With the --Opca --Owhite we requested that melodic
saves the output from the intermediate PCA step. In order to compare
the ICA results with results from a standard PCA analysis we now need
to perform mixture-modelling on these PCA maps and generate a second
report. We will therefore call melodic to run mixture modelling only:
type
melodic -i artdata --ICs=artdata.ica/melodic_pca \ --mix=artdata.ica/melodic_dewhite -v --report -o pcaresults
Whilst this is running, read on...
The original melodic command above will have created a
folder called artdata.ica which contains all the
information that Melodic outputs.
The --report option generated a
subdirectory report inside
artdata.ica in which melodic generates web pages
that show the IC maps overlayed on top of an example EPI together with
the associated time-courses etc. Point your browser window at
~/fsl_course_data/melodic/artdata/artdata.ica/report/00index.html
Melodic performed mixture modelling on the IC maps - if you click on any of those maps you can inspect the details of the mixture model fit.

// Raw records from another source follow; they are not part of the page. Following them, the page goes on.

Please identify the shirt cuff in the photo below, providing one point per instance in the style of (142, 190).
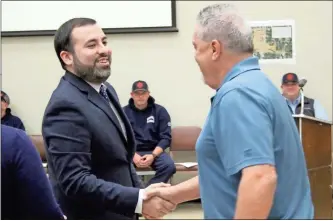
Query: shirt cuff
(138, 208)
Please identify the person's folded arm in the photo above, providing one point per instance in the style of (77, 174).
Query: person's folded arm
(68, 145)
(244, 138)
(30, 175)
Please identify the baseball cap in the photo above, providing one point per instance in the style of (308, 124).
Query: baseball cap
(290, 77)
(139, 86)
(5, 97)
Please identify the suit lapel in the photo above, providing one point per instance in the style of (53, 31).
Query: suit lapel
(99, 101)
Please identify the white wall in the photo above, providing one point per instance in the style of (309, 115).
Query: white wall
(31, 70)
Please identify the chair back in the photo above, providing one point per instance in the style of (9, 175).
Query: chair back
(184, 138)
(38, 141)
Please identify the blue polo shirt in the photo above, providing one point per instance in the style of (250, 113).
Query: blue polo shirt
(249, 124)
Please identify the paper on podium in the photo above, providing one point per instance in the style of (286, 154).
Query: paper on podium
(188, 164)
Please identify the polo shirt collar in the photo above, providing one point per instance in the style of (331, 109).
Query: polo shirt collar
(251, 63)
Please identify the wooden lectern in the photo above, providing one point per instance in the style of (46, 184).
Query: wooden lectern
(316, 139)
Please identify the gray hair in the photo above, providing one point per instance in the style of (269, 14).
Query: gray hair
(222, 22)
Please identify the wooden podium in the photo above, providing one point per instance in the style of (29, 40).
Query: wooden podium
(316, 139)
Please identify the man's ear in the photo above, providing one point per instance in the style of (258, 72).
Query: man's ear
(66, 57)
(217, 49)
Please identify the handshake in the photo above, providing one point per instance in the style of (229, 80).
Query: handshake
(158, 201)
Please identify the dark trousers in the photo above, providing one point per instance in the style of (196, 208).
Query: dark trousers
(163, 165)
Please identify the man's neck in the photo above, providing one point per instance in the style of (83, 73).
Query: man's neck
(233, 60)
(3, 113)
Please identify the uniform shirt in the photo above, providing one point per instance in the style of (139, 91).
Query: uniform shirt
(249, 124)
(151, 126)
(319, 110)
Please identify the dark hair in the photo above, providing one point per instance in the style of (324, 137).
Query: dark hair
(5, 97)
(63, 36)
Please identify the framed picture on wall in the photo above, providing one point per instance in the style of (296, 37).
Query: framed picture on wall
(274, 41)
(43, 18)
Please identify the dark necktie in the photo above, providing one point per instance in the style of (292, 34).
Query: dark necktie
(102, 91)
(104, 94)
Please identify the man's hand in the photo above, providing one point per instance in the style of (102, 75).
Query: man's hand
(147, 160)
(155, 207)
(137, 160)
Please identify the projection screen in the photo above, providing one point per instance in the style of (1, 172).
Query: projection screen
(43, 18)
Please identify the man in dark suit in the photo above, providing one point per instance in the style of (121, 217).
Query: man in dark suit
(89, 141)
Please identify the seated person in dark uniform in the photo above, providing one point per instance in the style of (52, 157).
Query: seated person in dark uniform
(6, 117)
(291, 91)
(152, 129)
(26, 192)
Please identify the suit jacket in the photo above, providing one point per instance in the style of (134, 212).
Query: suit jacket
(89, 159)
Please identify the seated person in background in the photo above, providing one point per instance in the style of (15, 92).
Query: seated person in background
(291, 91)
(6, 117)
(25, 189)
(152, 129)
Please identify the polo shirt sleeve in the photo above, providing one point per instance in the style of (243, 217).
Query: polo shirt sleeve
(242, 131)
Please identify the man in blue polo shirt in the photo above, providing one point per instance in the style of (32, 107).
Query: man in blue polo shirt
(251, 162)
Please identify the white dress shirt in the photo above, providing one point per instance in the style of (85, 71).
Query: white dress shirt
(141, 196)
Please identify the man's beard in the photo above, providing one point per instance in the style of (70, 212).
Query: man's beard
(92, 74)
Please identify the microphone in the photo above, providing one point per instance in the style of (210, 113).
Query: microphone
(302, 82)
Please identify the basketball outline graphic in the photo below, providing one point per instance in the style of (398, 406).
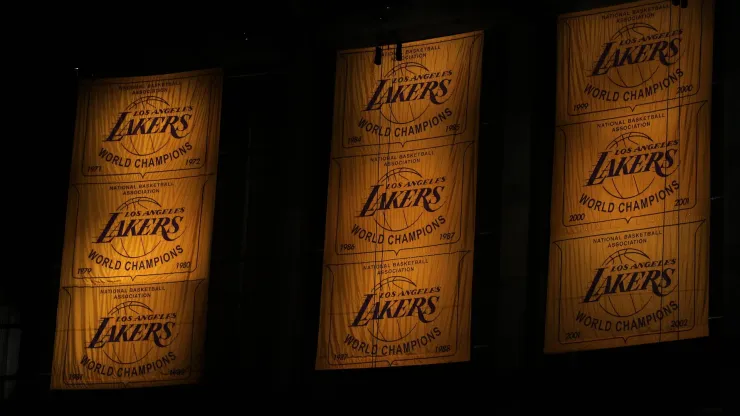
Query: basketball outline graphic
(138, 246)
(632, 185)
(404, 112)
(639, 300)
(129, 309)
(395, 329)
(385, 219)
(635, 74)
(152, 143)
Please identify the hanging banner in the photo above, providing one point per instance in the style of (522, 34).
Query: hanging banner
(633, 58)
(132, 230)
(136, 256)
(630, 197)
(401, 206)
(131, 335)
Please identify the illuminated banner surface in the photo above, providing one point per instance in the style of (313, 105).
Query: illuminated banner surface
(630, 199)
(400, 222)
(134, 278)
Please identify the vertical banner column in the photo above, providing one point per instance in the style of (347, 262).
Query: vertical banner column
(400, 221)
(134, 282)
(630, 200)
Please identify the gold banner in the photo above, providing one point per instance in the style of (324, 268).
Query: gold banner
(401, 206)
(633, 58)
(630, 199)
(137, 242)
(130, 335)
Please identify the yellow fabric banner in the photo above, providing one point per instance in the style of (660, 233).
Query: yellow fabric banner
(400, 218)
(134, 278)
(630, 197)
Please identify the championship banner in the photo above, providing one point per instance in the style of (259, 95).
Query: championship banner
(134, 281)
(630, 197)
(132, 335)
(400, 224)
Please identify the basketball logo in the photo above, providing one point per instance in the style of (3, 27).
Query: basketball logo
(128, 352)
(146, 144)
(628, 280)
(136, 245)
(404, 316)
(625, 187)
(630, 303)
(396, 204)
(138, 227)
(631, 163)
(405, 111)
(628, 76)
(634, 54)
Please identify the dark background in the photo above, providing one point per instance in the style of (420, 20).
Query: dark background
(279, 62)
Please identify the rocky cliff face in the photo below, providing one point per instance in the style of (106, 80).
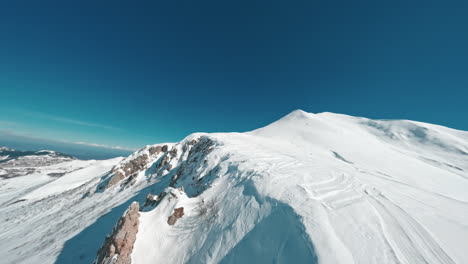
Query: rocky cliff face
(119, 244)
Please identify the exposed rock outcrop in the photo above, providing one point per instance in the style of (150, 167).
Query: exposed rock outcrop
(178, 213)
(152, 200)
(133, 166)
(119, 244)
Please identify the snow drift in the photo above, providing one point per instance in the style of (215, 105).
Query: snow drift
(308, 188)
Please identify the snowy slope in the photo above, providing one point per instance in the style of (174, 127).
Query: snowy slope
(309, 188)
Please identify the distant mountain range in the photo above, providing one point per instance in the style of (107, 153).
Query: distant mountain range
(308, 188)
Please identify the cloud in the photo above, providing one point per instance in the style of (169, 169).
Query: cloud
(11, 134)
(68, 120)
(7, 123)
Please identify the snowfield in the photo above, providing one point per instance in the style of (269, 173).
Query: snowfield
(308, 188)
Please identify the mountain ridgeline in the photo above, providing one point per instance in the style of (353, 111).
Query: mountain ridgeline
(308, 188)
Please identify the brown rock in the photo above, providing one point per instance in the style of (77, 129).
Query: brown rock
(155, 150)
(130, 168)
(119, 244)
(164, 148)
(178, 213)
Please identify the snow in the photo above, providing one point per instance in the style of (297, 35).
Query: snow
(309, 188)
(73, 179)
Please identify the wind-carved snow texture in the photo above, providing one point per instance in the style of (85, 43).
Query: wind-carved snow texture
(309, 188)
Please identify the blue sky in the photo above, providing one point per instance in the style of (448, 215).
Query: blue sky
(128, 73)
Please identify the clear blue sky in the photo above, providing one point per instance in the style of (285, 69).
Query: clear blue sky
(130, 73)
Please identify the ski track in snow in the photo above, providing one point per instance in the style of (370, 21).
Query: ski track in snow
(351, 190)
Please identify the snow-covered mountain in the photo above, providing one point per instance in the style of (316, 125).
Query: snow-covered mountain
(14, 163)
(308, 188)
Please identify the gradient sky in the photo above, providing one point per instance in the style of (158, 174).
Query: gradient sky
(130, 73)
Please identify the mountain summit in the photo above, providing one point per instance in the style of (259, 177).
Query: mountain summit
(308, 188)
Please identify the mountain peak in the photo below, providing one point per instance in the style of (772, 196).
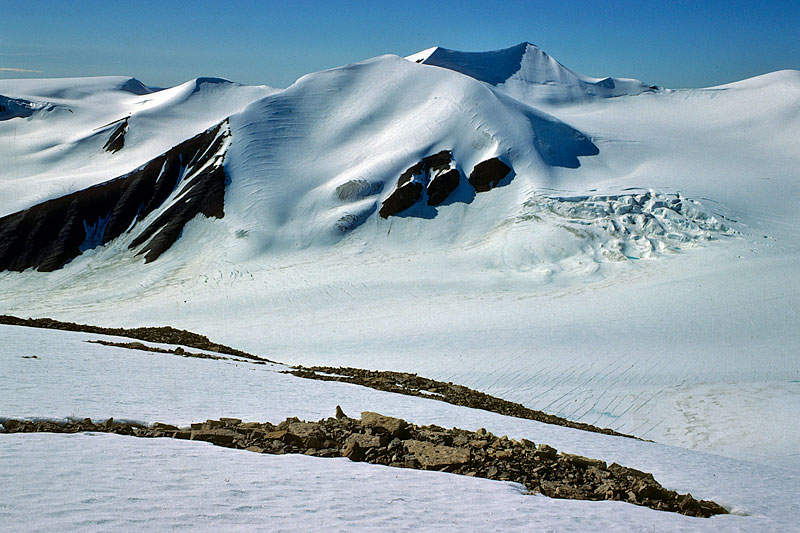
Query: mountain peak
(528, 73)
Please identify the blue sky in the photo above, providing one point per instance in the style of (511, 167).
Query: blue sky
(669, 43)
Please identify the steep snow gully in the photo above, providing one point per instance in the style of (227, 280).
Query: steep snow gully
(601, 249)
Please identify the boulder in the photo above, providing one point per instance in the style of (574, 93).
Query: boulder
(353, 451)
(441, 185)
(403, 197)
(487, 174)
(388, 424)
(434, 456)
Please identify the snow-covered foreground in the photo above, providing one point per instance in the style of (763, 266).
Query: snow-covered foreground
(99, 482)
(637, 269)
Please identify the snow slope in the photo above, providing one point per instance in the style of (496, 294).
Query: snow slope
(97, 482)
(58, 148)
(528, 73)
(577, 286)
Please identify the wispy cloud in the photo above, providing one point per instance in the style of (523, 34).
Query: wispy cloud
(12, 69)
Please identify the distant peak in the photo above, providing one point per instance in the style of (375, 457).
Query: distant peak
(492, 67)
(134, 86)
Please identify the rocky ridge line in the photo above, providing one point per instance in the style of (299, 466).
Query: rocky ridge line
(389, 441)
(160, 334)
(414, 385)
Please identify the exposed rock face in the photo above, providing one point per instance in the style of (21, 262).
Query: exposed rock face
(162, 334)
(390, 441)
(18, 108)
(442, 185)
(414, 385)
(117, 139)
(355, 189)
(488, 174)
(408, 192)
(48, 235)
(432, 174)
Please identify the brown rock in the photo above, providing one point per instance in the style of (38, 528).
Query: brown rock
(364, 441)
(441, 185)
(391, 425)
(220, 437)
(545, 451)
(303, 429)
(353, 451)
(436, 456)
(579, 460)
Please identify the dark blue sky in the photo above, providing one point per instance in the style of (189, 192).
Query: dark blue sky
(669, 43)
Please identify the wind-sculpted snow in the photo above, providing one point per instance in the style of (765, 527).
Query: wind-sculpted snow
(17, 108)
(530, 291)
(528, 73)
(163, 196)
(61, 145)
(630, 226)
(295, 152)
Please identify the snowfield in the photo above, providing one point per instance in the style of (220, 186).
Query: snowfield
(100, 482)
(637, 269)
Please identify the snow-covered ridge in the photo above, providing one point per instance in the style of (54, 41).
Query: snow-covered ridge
(528, 73)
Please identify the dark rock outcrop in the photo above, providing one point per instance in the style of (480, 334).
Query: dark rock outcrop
(52, 233)
(407, 193)
(488, 174)
(442, 185)
(159, 334)
(117, 139)
(414, 385)
(383, 440)
(433, 174)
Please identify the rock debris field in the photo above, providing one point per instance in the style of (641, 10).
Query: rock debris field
(389, 441)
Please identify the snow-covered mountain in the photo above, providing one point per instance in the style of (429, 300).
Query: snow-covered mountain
(621, 258)
(528, 73)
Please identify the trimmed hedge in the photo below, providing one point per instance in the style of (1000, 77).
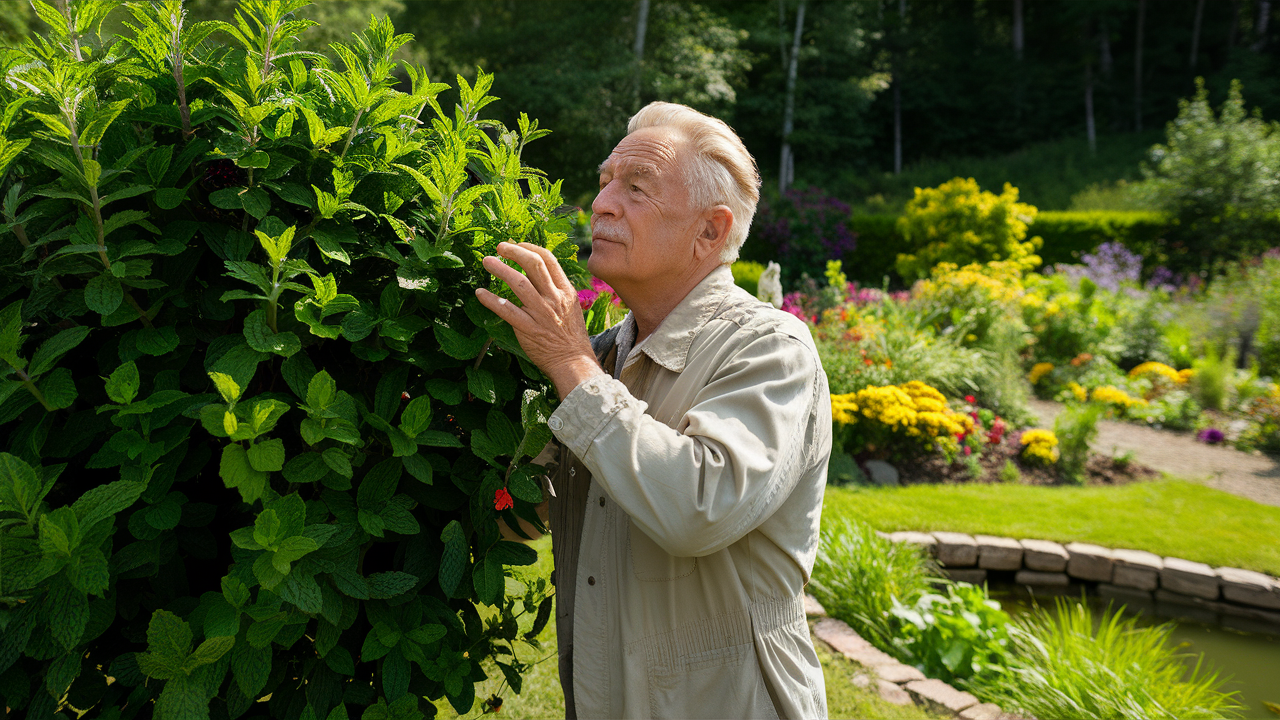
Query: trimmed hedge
(1066, 235)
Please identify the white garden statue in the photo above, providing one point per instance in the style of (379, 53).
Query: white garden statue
(769, 287)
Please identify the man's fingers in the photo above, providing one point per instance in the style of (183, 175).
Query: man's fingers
(519, 283)
(504, 309)
(533, 263)
(553, 267)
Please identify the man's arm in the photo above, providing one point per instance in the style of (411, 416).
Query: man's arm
(732, 460)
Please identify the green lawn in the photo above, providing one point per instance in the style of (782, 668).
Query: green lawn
(1170, 518)
(542, 697)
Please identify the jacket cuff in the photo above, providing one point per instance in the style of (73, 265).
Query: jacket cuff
(588, 408)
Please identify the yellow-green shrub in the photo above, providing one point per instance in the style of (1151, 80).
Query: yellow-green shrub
(958, 222)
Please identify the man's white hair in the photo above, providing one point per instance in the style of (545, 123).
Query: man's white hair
(720, 172)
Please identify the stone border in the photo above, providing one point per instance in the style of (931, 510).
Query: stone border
(897, 683)
(1240, 600)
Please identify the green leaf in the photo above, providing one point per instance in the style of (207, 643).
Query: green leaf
(169, 197)
(306, 468)
(480, 384)
(103, 119)
(379, 484)
(419, 466)
(238, 473)
(453, 561)
(487, 577)
(385, 586)
(512, 554)
(416, 415)
(338, 461)
(261, 338)
(168, 646)
(104, 294)
(321, 391)
(209, 652)
(225, 386)
(19, 484)
(123, 384)
(158, 341)
(268, 455)
(182, 698)
(55, 347)
(68, 614)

You should find 3 spatial maps clearly corresponding to the simulated added "activations".
Once the mixture modelling on the PCA output finishes, look at its
equivalent output; there will now be a second output directory called
pcaresults - this one contains the report
directory for the PCA output. Inspect these results in a webbrowser
window and try to find the three 'activation' maps, by looking through all the non-thresholded maps in the web report.
The three letters ("activations") are contained primarily in three
different spatial maps in the ICA output.
Can you explain why the
PCA results do not identify the same sources as the ICA analysis?